How an Inside/Outside Strategy Can Pay Off

Published on April 19, 2017 on

By Mark Fogarty

PEACHTREE CORNERS, Ga.–An inside/outside strategy can become a significant boost for credit union bottom lines this year, according to one person, who noted that in turn back-end efficiencies can free up money that can be used to improve products members will respond to.

Jason Schwabline, senior vice president of product management and strategy at Alogent, believes credit unions can improve their financial performance by increasing member transactions through technology while at the same time increasing efficiency inside the walls of their own shops.

Schwabline says credit unions are now in a “perfect storm” of technology and innovation. “Credit unions will spend; they will innovate,” he said. “Some use third parties, and some innovate themselves.”
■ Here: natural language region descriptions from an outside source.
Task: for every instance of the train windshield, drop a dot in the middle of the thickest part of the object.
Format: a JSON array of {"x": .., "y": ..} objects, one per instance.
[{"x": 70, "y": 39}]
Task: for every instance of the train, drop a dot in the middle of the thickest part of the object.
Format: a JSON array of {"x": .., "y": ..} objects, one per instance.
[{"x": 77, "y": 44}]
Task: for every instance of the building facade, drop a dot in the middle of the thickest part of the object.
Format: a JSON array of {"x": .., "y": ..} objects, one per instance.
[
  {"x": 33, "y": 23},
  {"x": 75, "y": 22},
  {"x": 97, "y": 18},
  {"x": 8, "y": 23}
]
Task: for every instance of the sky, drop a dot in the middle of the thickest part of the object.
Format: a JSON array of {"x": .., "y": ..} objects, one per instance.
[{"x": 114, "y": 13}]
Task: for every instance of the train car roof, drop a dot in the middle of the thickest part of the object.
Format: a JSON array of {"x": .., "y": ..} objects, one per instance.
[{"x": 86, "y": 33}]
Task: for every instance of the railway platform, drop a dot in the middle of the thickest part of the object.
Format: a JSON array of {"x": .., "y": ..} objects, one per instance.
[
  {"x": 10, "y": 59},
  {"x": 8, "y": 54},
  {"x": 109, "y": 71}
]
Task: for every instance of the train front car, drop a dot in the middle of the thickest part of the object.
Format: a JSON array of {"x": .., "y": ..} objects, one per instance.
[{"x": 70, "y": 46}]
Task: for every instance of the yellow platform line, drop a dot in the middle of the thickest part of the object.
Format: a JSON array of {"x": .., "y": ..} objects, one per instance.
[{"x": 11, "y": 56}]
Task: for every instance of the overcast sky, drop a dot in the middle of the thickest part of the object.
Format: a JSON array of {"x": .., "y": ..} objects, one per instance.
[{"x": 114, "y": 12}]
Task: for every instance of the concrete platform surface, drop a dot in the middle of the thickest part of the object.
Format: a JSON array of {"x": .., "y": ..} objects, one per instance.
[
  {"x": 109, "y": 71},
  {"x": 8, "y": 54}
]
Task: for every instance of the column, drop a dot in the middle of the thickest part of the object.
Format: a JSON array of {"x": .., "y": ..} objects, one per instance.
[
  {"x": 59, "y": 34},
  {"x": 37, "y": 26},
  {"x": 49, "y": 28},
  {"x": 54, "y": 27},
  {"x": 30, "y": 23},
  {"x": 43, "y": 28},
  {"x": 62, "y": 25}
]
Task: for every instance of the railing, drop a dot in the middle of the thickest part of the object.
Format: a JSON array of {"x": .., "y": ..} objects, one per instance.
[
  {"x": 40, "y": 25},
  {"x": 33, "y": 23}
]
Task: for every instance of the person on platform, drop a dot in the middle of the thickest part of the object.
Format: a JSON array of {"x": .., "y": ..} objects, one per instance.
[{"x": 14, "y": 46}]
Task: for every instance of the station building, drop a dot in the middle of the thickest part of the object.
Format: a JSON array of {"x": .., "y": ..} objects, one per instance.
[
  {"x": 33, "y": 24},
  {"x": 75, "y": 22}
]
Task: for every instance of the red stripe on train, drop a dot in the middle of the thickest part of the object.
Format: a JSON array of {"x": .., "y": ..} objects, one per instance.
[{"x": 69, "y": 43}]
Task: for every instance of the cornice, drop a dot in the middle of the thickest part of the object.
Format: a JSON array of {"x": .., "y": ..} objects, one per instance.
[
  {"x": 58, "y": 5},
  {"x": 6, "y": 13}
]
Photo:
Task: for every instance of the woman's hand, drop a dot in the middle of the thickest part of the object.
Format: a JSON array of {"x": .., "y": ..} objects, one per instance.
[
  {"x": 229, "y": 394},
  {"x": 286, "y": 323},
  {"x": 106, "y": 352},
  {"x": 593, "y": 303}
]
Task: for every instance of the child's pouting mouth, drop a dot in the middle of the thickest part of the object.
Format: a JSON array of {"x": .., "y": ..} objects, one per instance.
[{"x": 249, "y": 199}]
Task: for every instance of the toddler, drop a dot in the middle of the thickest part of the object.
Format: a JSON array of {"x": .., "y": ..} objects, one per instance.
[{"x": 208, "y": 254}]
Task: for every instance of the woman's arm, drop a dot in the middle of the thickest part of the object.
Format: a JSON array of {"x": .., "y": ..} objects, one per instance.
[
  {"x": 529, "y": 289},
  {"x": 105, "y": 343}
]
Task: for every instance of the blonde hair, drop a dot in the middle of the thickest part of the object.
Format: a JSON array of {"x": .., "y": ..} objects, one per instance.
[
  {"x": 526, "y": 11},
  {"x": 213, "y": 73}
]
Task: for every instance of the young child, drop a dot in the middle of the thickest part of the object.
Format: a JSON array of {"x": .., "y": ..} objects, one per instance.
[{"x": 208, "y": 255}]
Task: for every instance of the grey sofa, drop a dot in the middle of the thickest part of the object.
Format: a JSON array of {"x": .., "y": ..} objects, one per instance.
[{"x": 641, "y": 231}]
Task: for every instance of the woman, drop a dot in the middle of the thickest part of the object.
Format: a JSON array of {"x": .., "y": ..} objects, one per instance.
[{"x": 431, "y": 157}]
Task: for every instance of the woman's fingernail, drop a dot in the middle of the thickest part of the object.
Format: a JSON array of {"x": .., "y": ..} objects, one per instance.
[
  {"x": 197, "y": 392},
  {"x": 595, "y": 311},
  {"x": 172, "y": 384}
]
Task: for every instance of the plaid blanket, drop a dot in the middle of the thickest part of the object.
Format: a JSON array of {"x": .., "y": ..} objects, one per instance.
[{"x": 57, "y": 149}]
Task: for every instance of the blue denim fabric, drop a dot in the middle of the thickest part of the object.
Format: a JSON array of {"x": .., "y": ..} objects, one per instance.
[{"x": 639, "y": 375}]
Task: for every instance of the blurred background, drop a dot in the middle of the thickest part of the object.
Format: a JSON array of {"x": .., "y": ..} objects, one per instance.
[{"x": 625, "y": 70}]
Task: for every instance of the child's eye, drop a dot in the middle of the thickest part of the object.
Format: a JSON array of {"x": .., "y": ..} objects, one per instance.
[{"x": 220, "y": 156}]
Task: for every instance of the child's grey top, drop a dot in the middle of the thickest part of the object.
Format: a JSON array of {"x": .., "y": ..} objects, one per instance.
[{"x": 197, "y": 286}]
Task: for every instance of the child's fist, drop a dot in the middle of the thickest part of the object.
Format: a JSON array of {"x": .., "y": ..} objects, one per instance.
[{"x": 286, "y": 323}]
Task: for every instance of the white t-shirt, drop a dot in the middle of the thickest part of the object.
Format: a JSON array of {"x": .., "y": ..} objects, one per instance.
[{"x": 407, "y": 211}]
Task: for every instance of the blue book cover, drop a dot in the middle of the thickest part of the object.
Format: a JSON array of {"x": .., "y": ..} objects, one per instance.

Tearing down credit union silos in favor of integrated platforms is a big step the cooperatives can take, he suggested. From there, the money saved can go towards developing key mobile relationships with members.

Many credit unions have been working to educate and encourage their members about mobile solutions they can access from a variety of locations and devices, he said. But that doesn’t mean they won’t ever see members inside branches. Schwabline has observed tech-savvy Millennials who start and fund their accounts remotely, but who then find their way into the bricks-and-mortar.

“Younger members may come in for financial advice,” he said. “They want a real person to tell them how to plan a savings strategy, how to finance a car, how to pay down their mountains of student debt. And the branch officer who counsels them may become not only a trusted advisor, but an influencer of the millennial’s financial decisions for a long time to come.”